Kritik saya terhadap Astro Malaysia rupanya membuat gerah sejumlah orang. Saya dkirimi email, dikomentari di milis dan dikomentari di blog. Salah satu tuduhan yang dilontarkan pada saya adalah saya orang bayarannya Indovision. Mmm, saya duga sih, di luar isu Astro ini, mereka yang ada di kelompok MNC pun, sebagaimana banyak orang di industri televisi lainnya, juga tidak terlalu suka pada saya. Masalahnya sederhana: ketika saya di KPI dulu, saya sering menegur mereka, termasuk menegur Fashion Channel yang ditayangkan di Indovision. Jadi dugaan bahwa saya dibayar Indovision tak perlulah dipercaya.

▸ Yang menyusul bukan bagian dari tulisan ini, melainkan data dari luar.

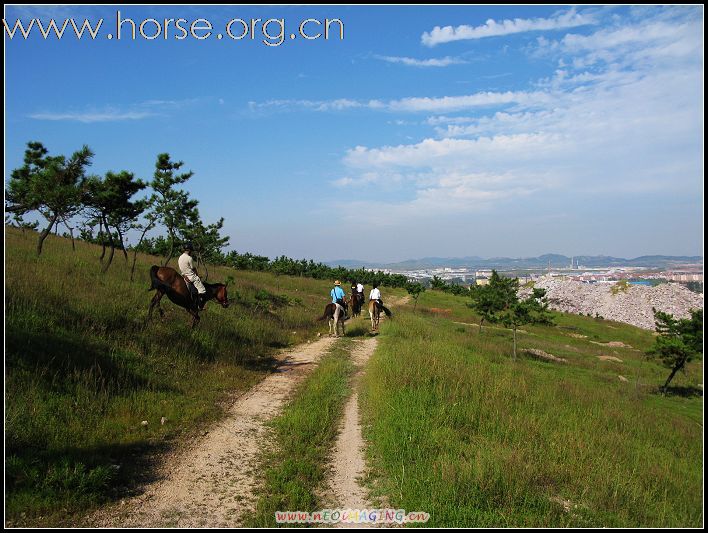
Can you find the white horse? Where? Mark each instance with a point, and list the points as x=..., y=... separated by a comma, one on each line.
x=335, y=317
x=375, y=313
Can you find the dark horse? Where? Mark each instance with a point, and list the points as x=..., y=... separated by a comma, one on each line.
x=329, y=316
x=166, y=280
x=357, y=302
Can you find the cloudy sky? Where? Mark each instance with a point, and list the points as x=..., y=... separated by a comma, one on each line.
x=425, y=131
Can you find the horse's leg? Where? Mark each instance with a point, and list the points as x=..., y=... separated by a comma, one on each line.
x=155, y=302
x=195, y=317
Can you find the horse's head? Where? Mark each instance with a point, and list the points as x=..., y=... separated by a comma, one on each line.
x=221, y=295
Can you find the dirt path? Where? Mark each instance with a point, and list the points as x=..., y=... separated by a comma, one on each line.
x=212, y=483
x=347, y=463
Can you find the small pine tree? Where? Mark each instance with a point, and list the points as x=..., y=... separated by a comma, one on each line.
x=680, y=341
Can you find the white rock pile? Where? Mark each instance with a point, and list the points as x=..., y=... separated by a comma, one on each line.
x=632, y=306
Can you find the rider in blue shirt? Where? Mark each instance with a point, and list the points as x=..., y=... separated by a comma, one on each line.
x=337, y=294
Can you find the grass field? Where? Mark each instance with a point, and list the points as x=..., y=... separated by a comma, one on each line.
x=82, y=370
x=459, y=430
x=454, y=426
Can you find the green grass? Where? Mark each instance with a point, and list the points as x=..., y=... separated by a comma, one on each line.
x=458, y=429
x=82, y=371
x=295, y=469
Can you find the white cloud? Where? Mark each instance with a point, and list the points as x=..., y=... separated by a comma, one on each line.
x=109, y=115
x=412, y=104
x=491, y=28
x=622, y=116
x=139, y=111
x=412, y=62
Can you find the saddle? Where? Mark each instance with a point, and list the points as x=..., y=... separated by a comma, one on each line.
x=193, y=292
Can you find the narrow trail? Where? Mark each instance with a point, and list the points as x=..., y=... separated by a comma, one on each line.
x=347, y=463
x=212, y=483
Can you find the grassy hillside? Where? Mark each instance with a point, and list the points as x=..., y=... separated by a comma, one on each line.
x=458, y=429
x=83, y=370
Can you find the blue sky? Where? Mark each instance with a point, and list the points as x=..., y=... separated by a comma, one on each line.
x=426, y=131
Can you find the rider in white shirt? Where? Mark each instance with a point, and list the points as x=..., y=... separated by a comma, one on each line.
x=375, y=294
x=186, y=267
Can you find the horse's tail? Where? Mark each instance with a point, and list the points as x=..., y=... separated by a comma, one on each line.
x=155, y=282
x=325, y=315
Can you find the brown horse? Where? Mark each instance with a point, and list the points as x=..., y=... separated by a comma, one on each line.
x=328, y=314
x=166, y=280
x=375, y=309
x=357, y=302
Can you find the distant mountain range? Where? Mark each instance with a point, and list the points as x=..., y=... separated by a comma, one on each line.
x=508, y=263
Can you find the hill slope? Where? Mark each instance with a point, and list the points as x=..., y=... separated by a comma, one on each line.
x=83, y=370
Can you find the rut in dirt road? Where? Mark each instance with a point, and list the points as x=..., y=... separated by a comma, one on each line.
x=347, y=463
x=212, y=483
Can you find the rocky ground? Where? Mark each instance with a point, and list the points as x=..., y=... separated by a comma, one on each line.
x=632, y=305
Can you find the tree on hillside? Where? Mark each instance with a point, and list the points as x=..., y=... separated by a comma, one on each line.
x=50, y=185
x=172, y=207
x=437, y=283
x=207, y=240
x=490, y=299
x=415, y=289
x=517, y=313
x=149, y=221
x=110, y=206
x=680, y=341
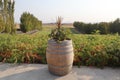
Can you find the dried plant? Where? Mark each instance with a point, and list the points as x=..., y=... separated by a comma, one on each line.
x=59, y=34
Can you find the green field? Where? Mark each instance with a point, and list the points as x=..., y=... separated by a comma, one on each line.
x=89, y=50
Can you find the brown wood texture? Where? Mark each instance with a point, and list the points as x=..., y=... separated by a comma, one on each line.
x=60, y=57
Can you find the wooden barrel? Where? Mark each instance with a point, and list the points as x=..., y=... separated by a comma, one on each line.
x=59, y=57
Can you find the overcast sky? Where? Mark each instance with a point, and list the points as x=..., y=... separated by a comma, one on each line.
x=71, y=10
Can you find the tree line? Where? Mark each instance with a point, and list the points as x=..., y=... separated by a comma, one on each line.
x=102, y=27
x=29, y=22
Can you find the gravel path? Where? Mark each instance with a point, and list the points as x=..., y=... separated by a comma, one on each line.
x=40, y=72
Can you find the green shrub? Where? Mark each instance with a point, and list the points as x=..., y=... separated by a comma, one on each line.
x=89, y=50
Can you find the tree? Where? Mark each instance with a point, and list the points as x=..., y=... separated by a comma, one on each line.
x=7, y=13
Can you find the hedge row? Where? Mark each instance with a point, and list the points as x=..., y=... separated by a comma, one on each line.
x=102, y=27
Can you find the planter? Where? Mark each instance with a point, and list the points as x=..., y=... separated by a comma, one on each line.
x=59, y=57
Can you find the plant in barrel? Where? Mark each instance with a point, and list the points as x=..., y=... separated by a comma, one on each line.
x=59, y=52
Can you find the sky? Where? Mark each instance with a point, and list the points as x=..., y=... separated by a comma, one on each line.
x=70, y=10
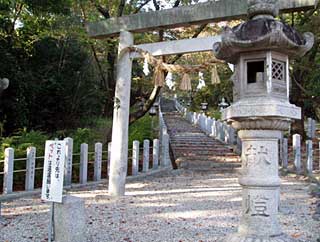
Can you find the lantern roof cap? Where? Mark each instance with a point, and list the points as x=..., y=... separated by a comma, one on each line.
x=262, y=32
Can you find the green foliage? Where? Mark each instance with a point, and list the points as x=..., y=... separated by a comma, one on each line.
x=21, y=140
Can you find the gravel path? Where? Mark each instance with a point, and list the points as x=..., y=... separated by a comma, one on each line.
x=174, y=206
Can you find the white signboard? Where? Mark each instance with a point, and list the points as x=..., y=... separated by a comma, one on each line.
x=53, y=170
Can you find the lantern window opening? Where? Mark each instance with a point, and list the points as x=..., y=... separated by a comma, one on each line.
x=278, y=70
x=254, y=70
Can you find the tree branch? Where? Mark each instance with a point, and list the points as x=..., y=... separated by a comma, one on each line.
x=102, y=10
x=140, y=113
x=195, y=35
x=121, y=8
x=94, y=52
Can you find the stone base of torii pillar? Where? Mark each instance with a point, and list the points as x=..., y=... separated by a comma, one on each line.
x=260, y=180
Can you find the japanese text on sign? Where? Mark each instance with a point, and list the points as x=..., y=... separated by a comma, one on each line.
x=52, y=183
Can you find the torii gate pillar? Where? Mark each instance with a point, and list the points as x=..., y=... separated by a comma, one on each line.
x=120, y=125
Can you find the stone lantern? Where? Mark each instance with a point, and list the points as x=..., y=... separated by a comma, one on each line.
x=223, y=104
x=204, y=106
x=260, y=50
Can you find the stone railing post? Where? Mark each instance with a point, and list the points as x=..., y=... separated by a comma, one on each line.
x=155, y=154
x=309, y=156
x=146, y=150
x=8, y=170
x=31, y=164
x=165, y=150
x=83, y=163
x=214, y=128
x=135, y=157
x=297, y=152
x=109, y=158
x=311, y=128
x=97, y=161
x=285, y=153
x=68, y=161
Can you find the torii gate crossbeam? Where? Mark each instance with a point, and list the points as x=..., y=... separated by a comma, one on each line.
x=212, y=11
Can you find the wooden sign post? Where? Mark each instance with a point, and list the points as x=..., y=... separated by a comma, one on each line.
x=53, y=173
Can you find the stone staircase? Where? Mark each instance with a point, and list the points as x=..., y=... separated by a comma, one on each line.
x=192, y=149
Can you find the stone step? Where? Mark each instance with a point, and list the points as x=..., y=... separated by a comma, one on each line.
x=195, y=150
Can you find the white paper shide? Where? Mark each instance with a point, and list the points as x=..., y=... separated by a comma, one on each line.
x=53, y=170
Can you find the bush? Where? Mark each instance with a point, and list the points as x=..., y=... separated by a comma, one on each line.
x=23, y=139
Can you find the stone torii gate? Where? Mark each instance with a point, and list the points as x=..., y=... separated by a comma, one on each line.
x=125, y=26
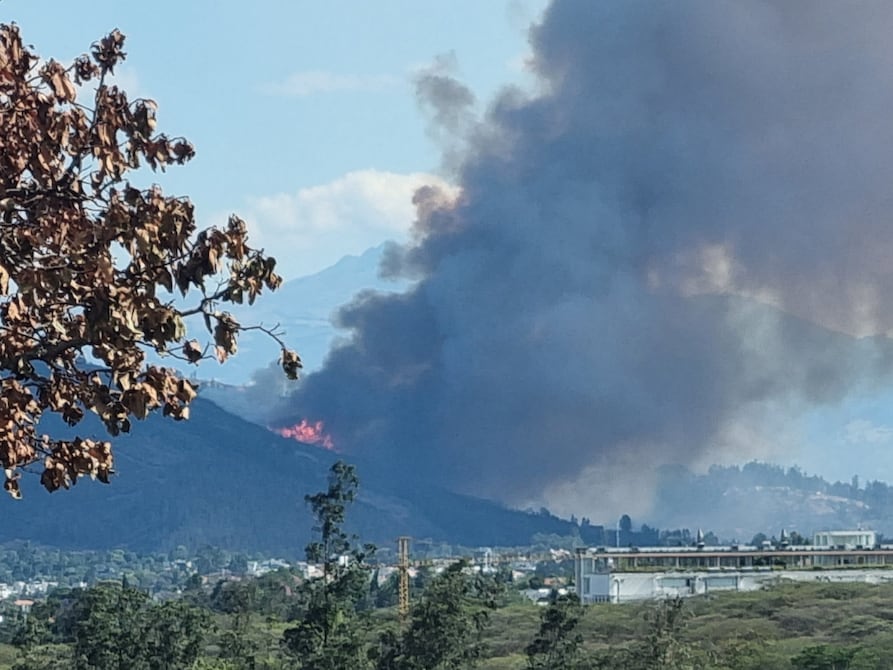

Biasa-biasa sajalah. Kritik saya kepada Astro ya karena saya merasa mereka merugikan dan mempecundangi Indonesia. Sistem pertelevisian yang baik adalah suatu hal yang penting karena ini adalah sebuah industri yang memiliki nilai ekonomi luar biasa  serta memiliki pengaruh budaya, sosial dan politik yang tingi. Karena posisinya yang sangat strategis, perlu ada penataan pertelevisian yang baik pula. Masalah dengan Astro, mereka  merusak tananan di Indonesia.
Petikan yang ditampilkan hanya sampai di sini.